The expressions “biological replicate” and “technical replicate” are ubiquitous in biology, but they are surprisingly recent. At first glance, the adjectives suggest that one can understand these notions in terms of a distinction between biological variation and technological variations. This however becomes problematic as soon as biological systems are used as instruments.
Consider the example of the teratoma assay, the gold standard for assessing the differentiation potential of alleged pluripotent stem cells. In this test, the cells are injected in a mouse to see if they will grow a teratoma reconstituting the three germ layers: if they do, they are considered pluripotent. Growing and differentiating are inherently biological processes, and yet if we performed two teratoma assays using cells from the same dish, we would generally call these experiments 'technical replicates'. The reason is that the mice are here a sort of measuring device, used to assess a property of the injected cells.

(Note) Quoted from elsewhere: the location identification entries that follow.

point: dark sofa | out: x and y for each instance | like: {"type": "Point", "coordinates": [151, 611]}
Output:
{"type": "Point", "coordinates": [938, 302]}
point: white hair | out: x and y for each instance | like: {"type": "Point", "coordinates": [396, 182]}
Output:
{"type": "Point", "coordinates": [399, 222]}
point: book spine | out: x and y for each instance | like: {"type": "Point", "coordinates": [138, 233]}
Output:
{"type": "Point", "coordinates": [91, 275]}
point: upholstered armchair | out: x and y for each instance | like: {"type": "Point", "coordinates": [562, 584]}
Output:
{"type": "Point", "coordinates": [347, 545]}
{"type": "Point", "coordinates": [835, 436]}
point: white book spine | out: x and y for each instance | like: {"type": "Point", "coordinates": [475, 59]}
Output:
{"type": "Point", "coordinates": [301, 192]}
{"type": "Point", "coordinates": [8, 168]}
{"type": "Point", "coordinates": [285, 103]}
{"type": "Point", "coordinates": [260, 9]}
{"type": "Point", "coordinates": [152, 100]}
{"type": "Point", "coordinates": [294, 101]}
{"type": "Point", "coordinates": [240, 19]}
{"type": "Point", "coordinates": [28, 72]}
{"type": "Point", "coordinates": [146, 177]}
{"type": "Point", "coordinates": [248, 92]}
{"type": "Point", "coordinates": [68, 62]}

If one looks up the terms in the NIH's biomedical ontology, the examples for biological and technical replicates are, respectively, “a patient in a given arm of a trial” and “Aliquots of a tissue subjected to parallel assays”. Likewise, in textbooks the distinction will hinge on whether the experiments are performed twice on the same sample, or on two different samples. 'Sameness', here, is accomplished by random sampling: by sampling (randomly and with a reasonable size) twice from a single population of cells (a dish, or the patient's blood, etc), one obtains two populations deemed identical (an assumption which may be problematic for solid tissues). This prompts the question of whether single-cell experiments performed on cells of the same population constitute biological or technical replicates, but for the moment I will leave this question aside.

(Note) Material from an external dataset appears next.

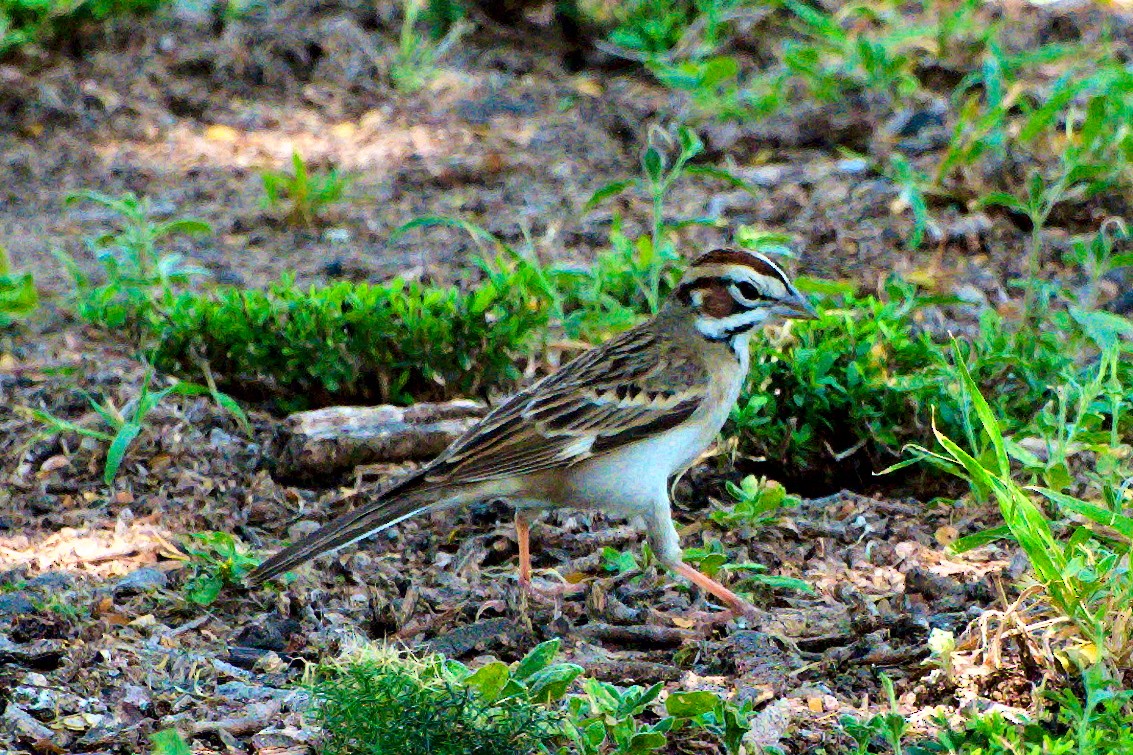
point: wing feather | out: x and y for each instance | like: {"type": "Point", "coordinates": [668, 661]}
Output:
{"type": "Point", "coordinates": [616, 393]}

Consider another example: a prospective stem cell therapy, in which we inject stem cells (coming from the same population) into the brain of two patients affected by a neurological disease, in order to see whether the intervention alleviates the disease. Clearly, we would not consider the two experiments as technical replicates, despite the fact that both patients were injected random samples of the same population of cells. Instead, we would consider that it is the two patients that represent two samples, and therefore that the two experiments are biological replicates. But why, in the case of the teratoma assay, did we not consider the two mice as two samples? Or why, in the case of stem cell therapy, did we not consider the patients are measuring devices, meant to assess the regenerative properties of the injected cells?

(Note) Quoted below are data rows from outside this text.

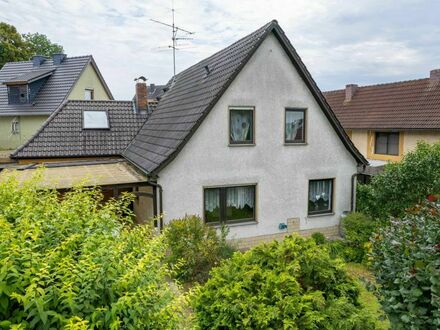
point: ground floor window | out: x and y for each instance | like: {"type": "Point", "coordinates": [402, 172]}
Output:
{"type": "Point", "coordinates": [229, 204]}
{"type": "Point", "coordinates": [320, 196]}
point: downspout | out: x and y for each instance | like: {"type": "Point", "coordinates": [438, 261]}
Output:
{"type": "Point", "coordinates": [156, 185]}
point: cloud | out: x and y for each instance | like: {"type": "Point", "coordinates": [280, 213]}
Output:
{"type": "Point", "coordinates": [340, 42]}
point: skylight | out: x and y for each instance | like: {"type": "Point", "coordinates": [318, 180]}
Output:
{"type": "Point", "coordinates": [95, 120]}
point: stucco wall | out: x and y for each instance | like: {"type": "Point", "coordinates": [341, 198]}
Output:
{"type": "Point", "coordinates": [28, 126]}
{"type": "Point", "coordinates": [88, 80]}
{"type": "Point", "coordinates": [412, 137]}
{"type": "Point", "coordinates": [270, 83]}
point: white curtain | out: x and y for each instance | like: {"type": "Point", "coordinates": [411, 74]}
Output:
{"type": "Point", "coordinates": [212, 199]}
{"type": "Point", "coordinates": [240, 124]}
{"type": "Point", "coordinates": [238, 197]}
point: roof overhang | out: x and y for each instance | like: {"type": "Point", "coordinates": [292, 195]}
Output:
{"type": "Point", "coordinates": [62, 176]}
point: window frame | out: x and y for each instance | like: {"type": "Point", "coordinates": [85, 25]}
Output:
{"type": "Point", "coordinates": [241, 143]}
{"type": "Point", "coordinates": [223, 203]}
{"type": "Point", "coordinates": [293, 142]}
{"type": "Point", "coordinates": [93, 128]}
{"type": "Point", "coordinates": [387, 144]}
{"type": "Point", "coordinates": [323, 212]}
{"type": "Point", "coordinates": [92, 94]}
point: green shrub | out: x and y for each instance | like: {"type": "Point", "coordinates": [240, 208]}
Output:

The core difference is that in the teratoma assay, a robust link was already established between the pluripotency of the cells and their ability to grow teratoma under certain experimental conditions. As a consequence, the process of engraftment, growth and teratoma formation can be black-boxed, and the mouse can be used as a mere instrument for the investigation of the injected cells. In other words, the mouse and the assay can be considered as a technical object, while the injected cells are part of theepistemic thing – that which we are currently trying to understand (1).
In contrast, in the case of the stem cell treatment, it is not the stem cells that are the object of investigation, but the intervention performed with them. The intervention and the processes it involves cannot be black-boxed and used as a technical object, because they have not yet been established.
If this analysis is correct, then what in these circumstances are considered biological replicates could, in other circumstances, be considered technical replicates.
Suppose, for instance, that a given stem cell therapy was shown to robustly improve a given pathological condition. However, in order to make the therapy more accessible and reduce risks of rejection, we are investigating whether induced pluripotent stem cells (iPSC) are as efficient as embryonic stem cells for this treatment: we compare the outcome of the treatment using different population of cells, reprogrammed through different means. In these circumstances, the treatment itself effectively becomes a measurement assay performed on the different kinds of cells. Therefore, two patients injected with the very same population of cells should be considered as technical replicates. Biological replicates would instead be two patients respectively injected with two populations of cells which were reprogrammed using the same method.
Instead of the distinction between biological and technical replicates, it might be more precise to speak, following Rheinberger's (1) distinction between “epistemic things” and “technical objects”, of a distinction between epistemic and technical replicates.
References
- Rheinberger, H.-J. (1997). Toward a History of Epistemic Things: Synthesizing Proteins in the Test Tube. (T. Lenoir Gumbrecht H U, Ed.). Stanford University Press.